Gebre Gebremariam of Ethiopia and Kenya's Edna Kiplagat were the winner's of Sunday's 2010 New York City Marathon, in the men's and women's divisions, respectively. But they were just two of the marathon-record 45,344 people who ran the 26.2 miles through the streets of New York City. And as is typical, Sunday's race was a star-studded field, with celebrities ranging from chefs to TV personalities to retired NFL players. 

The most famous of all the runners -- or at least, the most newsworthy, and certainly the most popular -- was Edison Peña, one of the Chilean miners. With two-a-day runs through a 1,000-yard corridor in the humid mine as his training,  Peña, suffering from an achy knee and sore feet, completed his first ever marathon in a time of 5:40:51. Even though he had to walk most of the second half and spent time in a medical tent icing his knees,  Peña did not make any excuses, telling the New York Times he's already excited about his next marathon: "First of all, I want to say that I would have run faster. And I did run faster in the mine ... I know I can improve my time."

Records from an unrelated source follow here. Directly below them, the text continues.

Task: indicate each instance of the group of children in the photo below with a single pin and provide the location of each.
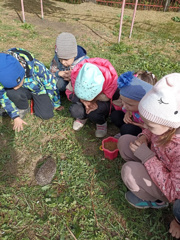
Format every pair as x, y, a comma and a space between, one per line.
148, 117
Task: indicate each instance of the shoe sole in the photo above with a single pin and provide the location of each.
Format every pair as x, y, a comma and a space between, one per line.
145, 207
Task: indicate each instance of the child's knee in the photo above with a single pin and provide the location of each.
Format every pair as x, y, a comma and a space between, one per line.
128, 177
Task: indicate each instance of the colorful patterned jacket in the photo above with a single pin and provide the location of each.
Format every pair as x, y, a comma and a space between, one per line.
38, 79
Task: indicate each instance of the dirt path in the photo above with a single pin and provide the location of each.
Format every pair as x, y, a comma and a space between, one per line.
83, 20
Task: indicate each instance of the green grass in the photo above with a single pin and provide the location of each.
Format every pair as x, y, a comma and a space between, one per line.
86, 197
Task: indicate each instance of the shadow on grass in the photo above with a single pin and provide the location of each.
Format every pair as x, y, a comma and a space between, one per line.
8, 157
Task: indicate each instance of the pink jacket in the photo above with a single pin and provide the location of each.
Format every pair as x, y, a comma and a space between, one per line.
108, 71
163, 164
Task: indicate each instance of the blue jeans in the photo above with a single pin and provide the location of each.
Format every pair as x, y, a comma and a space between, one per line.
176, 209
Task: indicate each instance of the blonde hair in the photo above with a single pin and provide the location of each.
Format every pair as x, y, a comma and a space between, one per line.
166, 137
146, 76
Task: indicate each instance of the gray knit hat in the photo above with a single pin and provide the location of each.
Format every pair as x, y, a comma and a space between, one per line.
66, 46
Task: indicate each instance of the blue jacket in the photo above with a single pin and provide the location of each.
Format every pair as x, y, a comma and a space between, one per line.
38, 79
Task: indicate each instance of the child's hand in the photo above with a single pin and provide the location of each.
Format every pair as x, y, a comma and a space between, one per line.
142, 139
65, 74
134, 146
174, 229
128, 117
141, 125
18, 124
59, 108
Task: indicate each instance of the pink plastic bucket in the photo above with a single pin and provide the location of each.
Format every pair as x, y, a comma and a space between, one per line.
107, 153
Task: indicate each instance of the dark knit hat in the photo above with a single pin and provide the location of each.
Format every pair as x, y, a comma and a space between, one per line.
132, 87
11, 71
66, 46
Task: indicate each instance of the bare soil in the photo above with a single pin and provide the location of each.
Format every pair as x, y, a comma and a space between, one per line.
87, 19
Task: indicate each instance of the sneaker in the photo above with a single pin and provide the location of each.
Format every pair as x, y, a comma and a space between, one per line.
22, 112
79, 123
117, 136
139, 203
101, 130
46, 172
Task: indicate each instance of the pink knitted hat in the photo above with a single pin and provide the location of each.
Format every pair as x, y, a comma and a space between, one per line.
161, 105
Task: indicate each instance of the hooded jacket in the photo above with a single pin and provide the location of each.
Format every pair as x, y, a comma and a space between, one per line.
38, 80
108, 71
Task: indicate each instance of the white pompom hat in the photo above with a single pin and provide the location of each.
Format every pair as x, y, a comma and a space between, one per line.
161, 105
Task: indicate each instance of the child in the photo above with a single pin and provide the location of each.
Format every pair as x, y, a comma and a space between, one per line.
67, 55
175, 223
152, 169
22, 77
132, 89
94, 82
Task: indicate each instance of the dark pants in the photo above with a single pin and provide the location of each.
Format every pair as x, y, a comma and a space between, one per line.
125, 128
99, 116
43, 107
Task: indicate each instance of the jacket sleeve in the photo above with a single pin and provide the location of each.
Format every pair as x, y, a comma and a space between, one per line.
7, 104
165, 170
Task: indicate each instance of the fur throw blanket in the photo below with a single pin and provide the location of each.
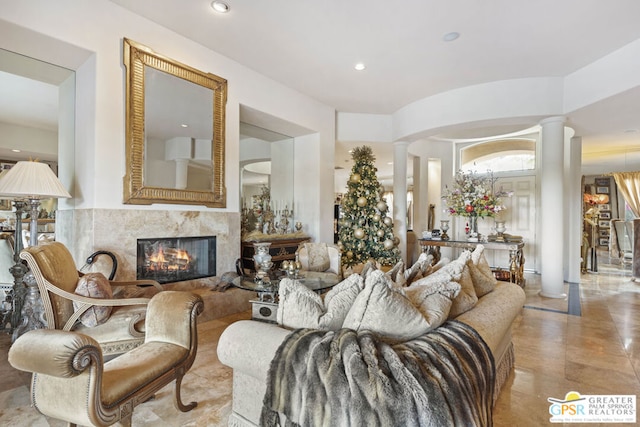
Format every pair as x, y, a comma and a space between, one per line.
342, 378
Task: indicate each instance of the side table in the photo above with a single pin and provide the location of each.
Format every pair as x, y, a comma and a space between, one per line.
280, 250
265, 306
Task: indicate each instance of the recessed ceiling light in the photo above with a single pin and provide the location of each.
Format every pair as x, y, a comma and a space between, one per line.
220, 6
449, 37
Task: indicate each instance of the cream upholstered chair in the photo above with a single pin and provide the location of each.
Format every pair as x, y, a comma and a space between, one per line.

Other celebrity finishers included NBC "Today" show's Al Roker, who finished his first marathon just a shade over seven hours (7:09:44), Robin Quivers from Howard Stern's radio show (6:09:15), Subway's Jared Fogle (5:13:28), Ehtan Zohn from "Survivor: Africa" (4:16:20), Ryan Sutter from "The Bachelorette" (3:20:39) and chef and restauranteur Bobby Flay (4:01:37). 

Former pro tennis player Justin Gimelstob won a $10,000 bet with his friend Andy Roddick when he finished in under four hours, 45 minutes (he crossed the line in 4:09:58). Roddick will pay the money to the Justin Gimelstob Children's Fund for children with cancer and blood diseases.

Amani Toomer, the former NFL wide receiver who played 13 season with the New York Giants, finished in 4:13, beating the previous record for NFL players (Lynn Swann held the mark, at 4:26). He was officially the last person to start the race -- for every person he passed along the way, Timex donated $1 to the New York Road Runners youth service program. Toomer said he passed around 20,000 other runners.